Picking a design for the Great Seal was not easy. Starting back in 1776, Ben Franklin, Thomas Jefferson, and John Adams debated how best to design a national symbol. The three men had varying ideas ranging from Adams wanting Hercules to Franklin wanting Moses and Pharaoh. A couple of artists were hired to come up with designs. Both threw out these founding father’s ideas and came up with designs featuring a Goddess of Liberty. Congress rejected all of these ideas and in 1782 turned to another committee to design the seal. This committee came up with a complicated design featuring an eagle and a dove, which Congress also rejected. Desperate for an idea, Congress turned to Thomson for help. Thomson wrote his description of the seal featuring the American Bald Eagle. Thomson’s design was approved by Congress and the bald eagle became a national symbol.
Where then does the turkey come in to play in all of this? Contrary to what many think, Benjamin Franklin never seriously proposed that the turkey be used as our national symbol. The idea that Franklin wanted the turkey to be our national bird comes from a letter he wrote to his daughter Sarah (Sally) Franklin Bache in 1784 while Franklin was still in France. Sally was born to Ben and his wife Deborah on September 11, 1743. Sally was actively involved in politics, especially for a woman during this period. We know much about Sally through her personal letters between herself and her father.

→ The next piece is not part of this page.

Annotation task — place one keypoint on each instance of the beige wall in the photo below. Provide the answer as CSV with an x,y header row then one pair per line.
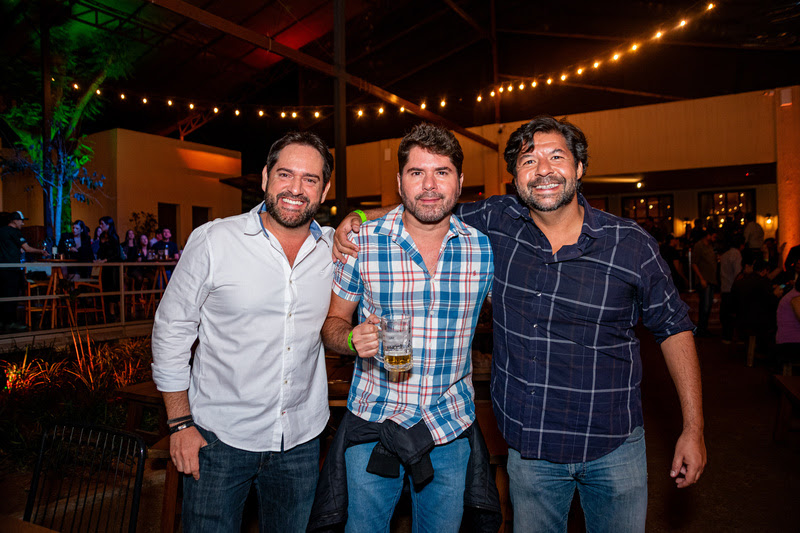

In his letter to Sally, Franklin comments that the eagle pictured in the newly adopted seal looks like a turkey. In true Franklin form, he goes on to compare the differences between the bald eagle and the turkey from a moral perspective and clearly favors the turkey over the eagle. Franklin claims that the bald eagle is a bird of bad moral character as it steals fish caught by other birds and is a coward by letting littler birds fly around him and drive him away from their nests. Franklin goes on to claim that he wished the Great Seal really did picture a turkey instead of a bald eagle. Franklin notes that while the bald eagle is found in various nations, the turkey is truly native to American soil. According to Franklin, turkeys are courageous birds that would “not hesitate to attack a Grenadier of the British Guards who should presume to invade his Farm Yard with a red Coat on.” Last but certainly not least, Franklin makes note that turkeys are a delicacy fit for a feast of kings. By comparison, you don’t see many eagles roasted to perfection with the dressing and sides prepared for a feast. Thus, although the turkey may have never been truly considered a candidate for our national symbol, I’m with Franklin. The turkey beats the bald eagle, especially on Thanksgiving.